# My stuff redux



## ecchef (Nov 15, 2014)

So, I figured I'd delete the old thread and start fresh. Same crappy photo skills though.

What lurks within....


----------



## daveb (Nov 15, 2014)

Ntxt


----------



## ecchef (Nov 15, 2014)

Sujis/slicers.


Dave Martell #11, 300mm. Dyed box elder burl and maple, copper liners and pins.
Vintage American Cutlery Co., 300mm. Martell refurb with hidden tang buckeye burl and copper pin.

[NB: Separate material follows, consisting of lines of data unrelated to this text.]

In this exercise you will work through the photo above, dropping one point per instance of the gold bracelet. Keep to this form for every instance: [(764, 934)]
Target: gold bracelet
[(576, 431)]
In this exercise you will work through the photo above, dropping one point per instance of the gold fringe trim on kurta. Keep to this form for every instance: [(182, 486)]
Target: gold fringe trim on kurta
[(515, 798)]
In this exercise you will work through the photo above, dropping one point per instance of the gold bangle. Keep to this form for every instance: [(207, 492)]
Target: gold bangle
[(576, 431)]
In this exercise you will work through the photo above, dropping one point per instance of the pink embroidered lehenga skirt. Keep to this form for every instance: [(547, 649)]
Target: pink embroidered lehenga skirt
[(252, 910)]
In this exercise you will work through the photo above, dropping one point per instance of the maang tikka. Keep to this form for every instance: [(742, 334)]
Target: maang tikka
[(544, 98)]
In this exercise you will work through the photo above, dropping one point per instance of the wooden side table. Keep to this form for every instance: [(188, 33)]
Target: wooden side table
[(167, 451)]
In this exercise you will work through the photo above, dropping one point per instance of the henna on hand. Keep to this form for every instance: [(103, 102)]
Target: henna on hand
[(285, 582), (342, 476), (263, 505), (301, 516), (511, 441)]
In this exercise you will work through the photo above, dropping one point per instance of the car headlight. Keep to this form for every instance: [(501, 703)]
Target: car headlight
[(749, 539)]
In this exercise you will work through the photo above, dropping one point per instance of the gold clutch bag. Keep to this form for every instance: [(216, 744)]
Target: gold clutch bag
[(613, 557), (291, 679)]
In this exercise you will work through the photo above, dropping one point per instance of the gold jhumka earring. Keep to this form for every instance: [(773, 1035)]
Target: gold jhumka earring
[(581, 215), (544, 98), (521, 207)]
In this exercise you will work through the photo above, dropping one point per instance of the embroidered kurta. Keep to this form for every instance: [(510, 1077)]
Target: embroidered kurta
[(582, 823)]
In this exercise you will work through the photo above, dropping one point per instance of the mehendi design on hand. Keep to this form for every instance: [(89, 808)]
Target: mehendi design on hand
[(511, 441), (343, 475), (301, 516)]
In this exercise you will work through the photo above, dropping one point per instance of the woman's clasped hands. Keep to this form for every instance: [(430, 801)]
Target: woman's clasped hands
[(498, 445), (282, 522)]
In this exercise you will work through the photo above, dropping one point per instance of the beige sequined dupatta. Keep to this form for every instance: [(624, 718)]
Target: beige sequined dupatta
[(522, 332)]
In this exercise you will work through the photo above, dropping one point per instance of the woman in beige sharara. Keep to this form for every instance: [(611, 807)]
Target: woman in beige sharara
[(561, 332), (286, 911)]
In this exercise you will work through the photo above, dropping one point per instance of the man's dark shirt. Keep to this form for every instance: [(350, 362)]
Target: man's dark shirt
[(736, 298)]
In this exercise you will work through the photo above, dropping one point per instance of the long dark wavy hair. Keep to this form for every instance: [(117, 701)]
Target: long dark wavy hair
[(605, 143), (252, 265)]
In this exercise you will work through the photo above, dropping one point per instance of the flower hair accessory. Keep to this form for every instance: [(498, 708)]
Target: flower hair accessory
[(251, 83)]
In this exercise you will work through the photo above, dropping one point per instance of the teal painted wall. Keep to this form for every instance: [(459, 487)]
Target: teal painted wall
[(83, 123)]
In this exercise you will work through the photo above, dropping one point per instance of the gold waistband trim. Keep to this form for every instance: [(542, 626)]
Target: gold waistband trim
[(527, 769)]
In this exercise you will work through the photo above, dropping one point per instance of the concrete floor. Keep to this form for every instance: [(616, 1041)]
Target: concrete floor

Honsho Kanemasa 'E' series, 240mm. Two tone catalox Martell rehandle.
William Catcheside Damascus, 305mm. Walnut and maple, copper spacer.


----------



## ecchef (Nov 15, 2014)

Honesuki types.


Tojiro DP series, 150mm.
William Catcheside sanmai, 160mm. Walnut and maple, copper spacer.


----------



## ecchef (Nov 15, 2014)

Pettys and such.


Kanesoh funayuki momizi, 200mm. Karl McKinlay rehandle in coolibah burl and horn.
Vintage Kanesoh petty, 175mm. Adam Marr rehandle in dyed buckeye burl, mosaic pins.
Mike Davis petty, 150mm. Cocobolo and blackwood handle.


----------



## ecchef (Nov 15, 2014)

I think I'll re-shoot all these pics. Auto correct just made it worse.


----------



## icanhaschzbrgr (Nov 15, 2014)

Just send all the knives to me, and I'll make some good pics. I promise :happymug:


----------



## ecchef (Nov 23, 2014)

2 Harners, 2 vintage Euros.


----------



## apicius9 (Nov 23, 2014)

Very nice, Dave, I especially like the ones from Dave and Will.

Stefan


----------



## cheflarge (Nov 23, 2014)

DAMN nice looking wares there, Dave!


----------



## stereo.pete (Nov 23, 2014)

Very nice and well thought out collection. I cannot wait to see the gyutos!


----------



## Chefu (Nov 23, 2014)

Dave, those are some nice knives! Love all the slicers. How is the Honsho Kanemasa 240?


----------